6 april kan weliswaar in de boeken blijven staan als de dag waarop de opstand eindigde, maar zeker niet als de dag waarop hij begon.[3] De enige Vlissinger van wie een document bewaard is gebleven, Joris de Raed, in 1572 rector van de Latijnse school in de stad, noemt in zijn publicatie uit 1594 over Calvijn expliciet woensdag 2 april als de dag van de opstand, daarmee waarschijnlijk doelend op het begin van de gebeurtenissen.[4] Deze zienswijze past uitstekend in de aanname dat de fundamenten van de  Vlissingse Opstand al ver voor 1572 waren gelegd en wortelden in het besef bij de politieke hoofdrolspelers van die tijd dat de stad een zeer strategische ligging had aan het diepe vaarwater van de Schelde en de Noordzee. Keizer Karel V had al eens gezegd dat Vlissingen, als ‘de sleutel van de Nederlanden en de doorgang voor de hele wereld’ een belangrijke rol kon spelen in de verdediging van zijn enorme rijk waartoe ook de Nederlanden behoorden.[5] Op diens gezag werden al tussen 1545 en 1550 Fort Rammekens en het Keizersbolwerk in Vlissingen gebouwd. Zijn zoon en opvolger Philips II was dezelfde mening toegedaan en liet in 1567 door de landvoogd Alva een plan maken voor het versterken van de stad tegen aanvallen van buitenaf.[6]

Intussen was in 1568 de opstand uitgebroken onder leiding van Willem van Oranje die in ongenade was gevallen bij Philips II en vanuit zijn vluchtadres in Duitsland het verzet organiseerde. Hij maakte hiervoor met enige tegenzin gebruik van de groeiende groep watergeuzen die min of meer autonoom opereerde vanuit Engeland en niet alleen Spaanse schepen aanviel, maar ook gewone koopvaardijschepen uit onder andere Zeeland. In februari 1572 zette Alva de Engelse koningin Elizabeth I onder druk de Hollandse opstandelingen de toegang tot haar havens te ontzeggen. Omdat Elizabeth weinig trek had in een oorlog met Spanje gaf ze hieraan gehoor, waarna de rebellen begin maart 1572 op zoek moesten naar een nieuwe thuishavenstad.[7] Alva ging ervanuit dat Vlissingen hiervoor de meest waarschijnlijke kandidaat was en zette alles in het werk om de stad te versterken. De citadel was al in aanbouw, maar hij besloot ook de kwaliteit van de in Vlissingen gelegerde manschappen te verhogen.

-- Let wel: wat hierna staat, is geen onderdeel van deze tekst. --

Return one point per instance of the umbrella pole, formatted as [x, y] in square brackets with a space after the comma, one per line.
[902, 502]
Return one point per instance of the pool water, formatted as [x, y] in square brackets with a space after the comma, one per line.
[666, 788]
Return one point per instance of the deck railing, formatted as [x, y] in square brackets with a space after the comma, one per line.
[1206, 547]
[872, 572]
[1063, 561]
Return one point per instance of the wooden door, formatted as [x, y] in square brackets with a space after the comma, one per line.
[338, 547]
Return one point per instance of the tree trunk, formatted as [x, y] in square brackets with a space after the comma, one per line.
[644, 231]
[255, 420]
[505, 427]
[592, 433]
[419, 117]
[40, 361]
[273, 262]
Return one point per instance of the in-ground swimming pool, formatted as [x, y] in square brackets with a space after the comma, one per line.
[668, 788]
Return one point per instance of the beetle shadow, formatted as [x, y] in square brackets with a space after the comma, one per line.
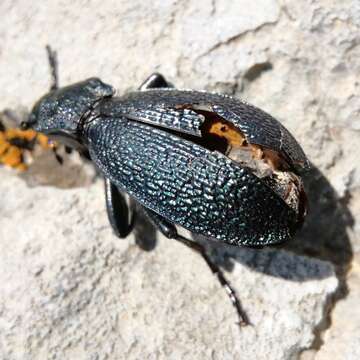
[323, 237]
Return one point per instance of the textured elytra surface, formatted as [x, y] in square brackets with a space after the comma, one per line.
[205, 192]
[72, 290]
[299, 61]
[165, 108]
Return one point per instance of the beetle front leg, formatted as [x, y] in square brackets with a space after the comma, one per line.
[155, 80]
[118, 210]
[53, 68]
[170, 231]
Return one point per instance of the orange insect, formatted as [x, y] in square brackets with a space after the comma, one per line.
[15, 143]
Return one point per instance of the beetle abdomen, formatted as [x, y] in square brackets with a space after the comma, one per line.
[189, 185]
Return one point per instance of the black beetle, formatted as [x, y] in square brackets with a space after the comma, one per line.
[215, 165]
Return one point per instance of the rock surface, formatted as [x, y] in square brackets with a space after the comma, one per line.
[71, 290]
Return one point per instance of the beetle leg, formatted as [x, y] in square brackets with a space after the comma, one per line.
[53, 68]
[169, 230]
[118, 210]
[155, 80]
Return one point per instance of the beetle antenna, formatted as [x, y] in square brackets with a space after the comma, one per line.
[52, 57]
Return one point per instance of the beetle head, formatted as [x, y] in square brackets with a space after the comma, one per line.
[58, 114]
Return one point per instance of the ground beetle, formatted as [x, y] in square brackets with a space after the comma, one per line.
[210, 163]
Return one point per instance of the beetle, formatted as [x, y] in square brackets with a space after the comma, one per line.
[212, 164]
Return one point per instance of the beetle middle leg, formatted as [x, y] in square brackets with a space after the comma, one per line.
[118, 210]
[170, 231]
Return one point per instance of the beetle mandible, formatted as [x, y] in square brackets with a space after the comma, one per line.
[215, 165]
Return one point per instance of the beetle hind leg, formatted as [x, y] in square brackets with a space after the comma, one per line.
[169, 230]
[118, 211]
[155, 80]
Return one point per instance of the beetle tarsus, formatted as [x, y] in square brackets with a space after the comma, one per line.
[155, 80]
[118, 210]
[169, 230]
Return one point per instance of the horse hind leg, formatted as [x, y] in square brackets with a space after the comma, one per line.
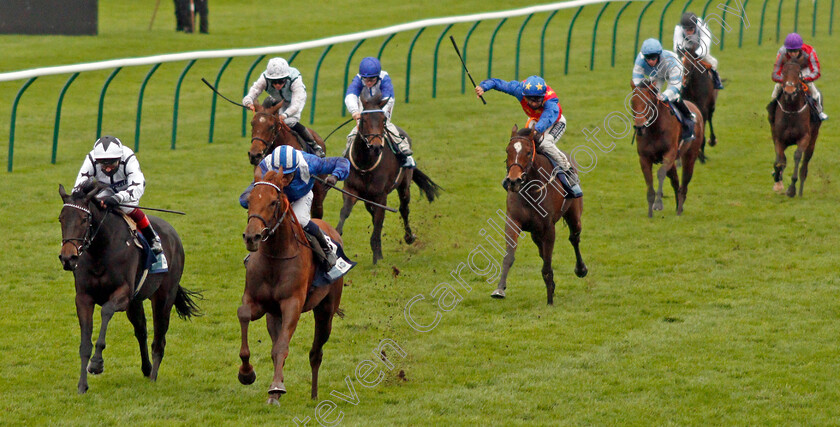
[137, 317]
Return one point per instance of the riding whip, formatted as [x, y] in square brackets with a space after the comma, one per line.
[223, 97]
[387, 208]
[465, 65]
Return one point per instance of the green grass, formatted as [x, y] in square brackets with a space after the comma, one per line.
[725, 315]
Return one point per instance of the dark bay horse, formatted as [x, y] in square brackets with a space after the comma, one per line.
[98, 247]
[375, 171]
[277, 282]
[269, 132]
[530, 174]
[699, 88]
[657, 141]
[792, 124]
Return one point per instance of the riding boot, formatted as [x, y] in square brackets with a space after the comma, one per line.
[153, 239]
[312, 229]
[716, 77]
[307, 137]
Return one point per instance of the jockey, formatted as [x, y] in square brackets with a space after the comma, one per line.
[284, 84]
[541, 105]
[662, 66]
[371, 75]
[795, 48]
[114, 164]
[692, 28]
[304, 166]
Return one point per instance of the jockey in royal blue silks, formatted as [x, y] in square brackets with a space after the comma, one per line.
[372, 75]
[305, 166]
[663, 67]
[542, 106]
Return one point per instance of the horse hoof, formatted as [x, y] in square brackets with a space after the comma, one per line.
[247, 378]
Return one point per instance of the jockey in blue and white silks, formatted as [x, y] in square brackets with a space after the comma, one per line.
[664, 69]
[285, 159]
[371, 75]
[284, 84]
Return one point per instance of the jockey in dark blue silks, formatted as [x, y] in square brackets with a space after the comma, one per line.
[372, 75]
[663, 67]
[305, 166]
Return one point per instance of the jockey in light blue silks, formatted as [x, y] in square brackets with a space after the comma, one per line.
[663, 68]
[545, 115]
[372, 75]
[286, 160]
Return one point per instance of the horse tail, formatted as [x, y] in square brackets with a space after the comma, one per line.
[185, 303]
[427, 186]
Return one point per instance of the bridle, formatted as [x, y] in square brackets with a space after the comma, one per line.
[88, 237]
[276, 213]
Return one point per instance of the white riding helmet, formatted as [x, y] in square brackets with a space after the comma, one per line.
[107, 148]
[277, 69]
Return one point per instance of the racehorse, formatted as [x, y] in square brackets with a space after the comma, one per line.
[699, 88]
[791, 123]
[657, 141]
[277, 282]
[98, 247]
[531, 173]
[269, 132]
[375, 171]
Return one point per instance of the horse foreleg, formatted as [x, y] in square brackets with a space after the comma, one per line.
[137, 317]
[323, 314]
[290, 314]
[648, 173]
[117, 302]
[84, 311]
[512, 236]
[404, 192]
[349, 201]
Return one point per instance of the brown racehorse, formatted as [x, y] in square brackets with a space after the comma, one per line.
[277, 281]
[530, 173]
[699, 88]
[96, 246]
[793, 125]
[657, 141]
[375, 171]
[269, 132]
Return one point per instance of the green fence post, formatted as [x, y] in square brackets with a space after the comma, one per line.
[102, 100]
[761, 26]
[347, 73]
[12, 124]
[615, 31]
[58, 114]
[594, 32]
[518, 44]
[177, 101]
[385, 43]
[140, 106]
[542, 42]
[569, 39]
[215, 97]
[662, 17]
[464, 53]
[434, 67]
[741, 31]
[639, 27]
[408, 63]
[490, 53]
[245, 89]
[315, 83]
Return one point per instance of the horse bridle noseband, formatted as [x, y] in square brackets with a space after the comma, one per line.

De ingekwartierde Waalse soldaten moesten plaats gaan maken voor een 1.000-tal Spaanse collega’s die afkomstig waren uit andere delen van de Nederlanden, waaronder hoogstwaarschijnlijk Den Briel. Nadat de voorbereidingen waren afgerond, zond hij vanuit Bergen-op-Zoom een vloot van 17  schepen naar Vlissingen, met aan boord de soldaten.[8]

Berichten over deze plannen bereikten al snel de stad en de kringen rond Willem van Oranje. Wanneer Alva zou slagen in zijn opzet was dat een belangrijke tegenslag voor de ontluikende Nederlandse Opstand. Vanuit Vlissingen kon de Schelde worden beheerst en daarmee een flink deel van het Brabantse en Vlaamse achterland. Er was dus geen tijd te verliezen en in allerhaast werd er een plan gemaakt. Onderdeel van dat plan was de komst van een van de volgelingen van Willem van Oranje naar Vlissingen: Johan van Kuyk, heer van Erpt. Het is zeker dat hij al op 2 april in de stad was, waarschijnlijk zelfs eerder.[9] Van Kuyk had op de dag van de opstand zelf een belangrijke rol in het opruien van de menigte die zich op paasochtend voor het stadhuis van Vlissingen had gevormd om het vertrek van een groep  Spaanse kwartiermakers te eisen. Ook de priester van Vlissingen kreeg een rol toebedeeld. Hij leidde die ochtend de paasdienst in de Onze Lieve Vrouwekerk – de huidige Sint Jacobskerk – en hield een vlammende anti-Spaanse toespraak. De rooms-katholieke gemeenschap van de stad maakte nog steeds de meerderheid uit van de bevolking en behoorde tot de meer welvarende klasse. Het was daarom belangrijk om hen bij de opstand te betrekken. Beide groepen smolten in de loop van de ochtend samen en togen, schouder aan schouder, onder leiding van Van Kuyk en waarschijnlijk ook de priester naar de zeedijk, waar de Spaanse vloot was gearriveerd.[10]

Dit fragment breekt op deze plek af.